By Libby Connors
By early November, all Australians on the electoral roll will have received a ballot paper to elect candidates for a 1998 constitutional convention to discuss whether Australia should become a republic.
John Howard did not want this convention because he supports retention of the monarchy, and he has done all in his power to limit its success. In fact, if the Greens' Bob Brown had not ended the deadlock in the Senate, it would still not be going ahead.
Since it does indeed look like most Australians are going to vote for a republic, the current Liberal strategy is to opt for minimal change. That is why, in recent weeks, we have even had Andrew Robb, national director of the Liberal Party, come out in favour of a republic.
In fact, half the Liberal Party, the ALP and the Democrats are all supporting the Australian Republican Movement (ARM), which argues that all we need to do is make an Australian head of state.
The old parties want to confine this debate to whether Australia should have a member of one of Britain's richest families as our head of state, and the mainstream media are relishing reporting it as a simple two-way monarchy versus republic issue.
Don't be fooled by their attempts to exclude everyone else. We don't have to settle for the minimalist republican model that ARM is peddling. The republican debate is an opportunity to raise some fundamental questions about Australian political rights.
Our current constitution does not mention the word "environment". Nor does it guarantee a right to vote, let alone any other commitment to freedom of speech, belief, expression, freedom to organise and so on.
This is because our constitution was drafted in the 1890s — a time when trade unionists were being thrown into prison for their involvement in the Great Strikes, when frontier killings were still common in the north and west of the country, when the Queensland native mounted police were still legally operating and when white women did not have the right to vote. British politicians had a say in the drafting of our constitution, but most Australians did not.
The glaring injustices of our constitution have been overcome in a piecemeal fashion. The women's movement won the right to vote in federal elections in 1902. Aboriginal organisations led by the Federal Council for the Advancement of Aboriginal and Torres Strait Islanders (FCAATSI) had to fight for the 1967 referendum to acknowledge indigenous Australians as citizens of the Commonwealth.
It is time to continue the work of Aboriginal activists of the 1960s and redress the constitution's major failings.
Greens and other progressive groupings are standing to try to incorporate some fundamental principles into our constitution.
Some of their common goals include a constitution that guarantees protection of the environment, that recognises the dispossession of indigenous Australians, that has a Bill of Rights to explicitly protect the civil liberties of all Australians and fairer representation of women and marginalised groups in our political system.
The convention is not likely to endorse an eco-socialist utopia, but we can use it to point to some of the fundamental weaknesses of our current constitution.
As globalisation threatens to undermine our hard-won industrial, environmental and political rights, we need to strengthen our national political rights.
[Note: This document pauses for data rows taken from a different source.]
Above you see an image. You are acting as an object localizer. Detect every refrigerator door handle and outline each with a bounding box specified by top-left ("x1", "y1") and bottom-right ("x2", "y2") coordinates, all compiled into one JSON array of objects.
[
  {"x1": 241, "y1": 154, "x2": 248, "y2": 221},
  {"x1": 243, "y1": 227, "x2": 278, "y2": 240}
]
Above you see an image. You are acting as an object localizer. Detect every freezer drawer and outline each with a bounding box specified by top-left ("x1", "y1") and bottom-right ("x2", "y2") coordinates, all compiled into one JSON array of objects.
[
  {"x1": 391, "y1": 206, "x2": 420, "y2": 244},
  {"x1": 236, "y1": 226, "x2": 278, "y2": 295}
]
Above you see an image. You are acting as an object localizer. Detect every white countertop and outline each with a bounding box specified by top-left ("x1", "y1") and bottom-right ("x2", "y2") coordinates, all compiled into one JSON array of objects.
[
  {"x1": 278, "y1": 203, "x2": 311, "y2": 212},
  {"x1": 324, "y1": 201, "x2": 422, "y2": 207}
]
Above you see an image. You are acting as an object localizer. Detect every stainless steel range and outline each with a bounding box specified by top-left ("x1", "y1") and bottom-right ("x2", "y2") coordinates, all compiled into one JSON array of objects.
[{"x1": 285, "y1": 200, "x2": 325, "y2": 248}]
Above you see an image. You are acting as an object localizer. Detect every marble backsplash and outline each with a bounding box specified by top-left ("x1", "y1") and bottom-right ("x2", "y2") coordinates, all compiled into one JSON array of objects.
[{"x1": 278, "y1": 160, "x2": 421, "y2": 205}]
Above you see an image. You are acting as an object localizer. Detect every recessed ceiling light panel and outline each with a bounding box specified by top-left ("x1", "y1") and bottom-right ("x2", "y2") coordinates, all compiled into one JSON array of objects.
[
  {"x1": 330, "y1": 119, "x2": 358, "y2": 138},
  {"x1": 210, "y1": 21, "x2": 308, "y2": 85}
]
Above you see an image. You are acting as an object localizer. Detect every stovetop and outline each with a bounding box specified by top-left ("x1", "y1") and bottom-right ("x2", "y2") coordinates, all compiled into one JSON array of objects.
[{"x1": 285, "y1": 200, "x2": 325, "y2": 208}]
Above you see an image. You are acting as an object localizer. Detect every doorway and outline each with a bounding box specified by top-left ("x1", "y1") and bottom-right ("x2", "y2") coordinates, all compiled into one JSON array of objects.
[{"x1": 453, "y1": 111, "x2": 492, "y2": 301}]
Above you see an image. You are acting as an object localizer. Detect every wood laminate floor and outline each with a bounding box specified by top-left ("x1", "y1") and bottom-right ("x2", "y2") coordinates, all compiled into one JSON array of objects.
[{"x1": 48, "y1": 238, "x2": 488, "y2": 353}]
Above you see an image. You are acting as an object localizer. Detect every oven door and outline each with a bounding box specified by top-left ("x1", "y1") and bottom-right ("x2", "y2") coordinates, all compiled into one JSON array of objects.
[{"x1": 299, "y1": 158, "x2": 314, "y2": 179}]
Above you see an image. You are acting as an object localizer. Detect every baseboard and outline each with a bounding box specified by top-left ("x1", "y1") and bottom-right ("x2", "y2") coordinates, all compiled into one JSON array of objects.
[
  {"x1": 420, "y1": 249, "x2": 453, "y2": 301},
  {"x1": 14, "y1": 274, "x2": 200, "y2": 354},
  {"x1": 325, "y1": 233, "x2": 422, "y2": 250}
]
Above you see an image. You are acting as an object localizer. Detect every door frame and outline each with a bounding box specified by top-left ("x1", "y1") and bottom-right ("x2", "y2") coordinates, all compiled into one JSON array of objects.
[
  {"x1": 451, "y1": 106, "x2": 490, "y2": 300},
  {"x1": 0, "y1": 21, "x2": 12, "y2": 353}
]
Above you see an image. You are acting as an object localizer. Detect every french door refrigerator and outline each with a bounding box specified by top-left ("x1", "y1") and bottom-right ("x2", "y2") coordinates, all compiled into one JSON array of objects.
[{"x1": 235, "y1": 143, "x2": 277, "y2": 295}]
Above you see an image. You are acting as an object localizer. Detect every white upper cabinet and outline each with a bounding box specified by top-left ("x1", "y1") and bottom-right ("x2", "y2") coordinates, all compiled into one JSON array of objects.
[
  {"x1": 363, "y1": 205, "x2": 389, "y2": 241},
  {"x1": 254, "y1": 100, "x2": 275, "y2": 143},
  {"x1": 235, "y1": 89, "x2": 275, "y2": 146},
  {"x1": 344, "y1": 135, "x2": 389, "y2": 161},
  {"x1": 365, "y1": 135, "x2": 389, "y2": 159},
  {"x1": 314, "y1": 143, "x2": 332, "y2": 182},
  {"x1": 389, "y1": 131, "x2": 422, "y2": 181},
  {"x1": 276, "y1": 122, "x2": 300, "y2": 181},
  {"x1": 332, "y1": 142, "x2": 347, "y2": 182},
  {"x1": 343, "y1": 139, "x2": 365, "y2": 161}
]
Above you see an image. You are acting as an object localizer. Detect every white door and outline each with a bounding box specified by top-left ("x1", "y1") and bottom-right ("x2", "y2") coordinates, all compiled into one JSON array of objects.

That is why it is so important for the left to vote. Voting is by postal ballot and is not compulsory. It is clear that Howard is counting on the young, the unemployed, activists, students, people who are generally highly mobile and likely to have recently changed address not to bother voting. That way older, settled monarchists will be able to outvote republican supporters.
It is also important to vote only for candidates whom you know have an established record in campaigning for political reform.
There are a lot of candidates with suspect personal and political agendas. In Queensland, for example, one group calling itself Alternative Three is actually a front for Pauline Hanson and the gun lobby. Its statement is couched in the populist anti-politician, anti-government, anti-courts rhetoric that is sure to pick up the support of alienated working-class and rural Australians. Then there is the Elect the President group, which is directing preferences to the constitutional monarchists.
So not only make sure you know who you are voting for, but also make sure you don't just vote for a republic — vote for a just republic.
[Libby Connors is a Greens candidate for the Constitutional Convention.]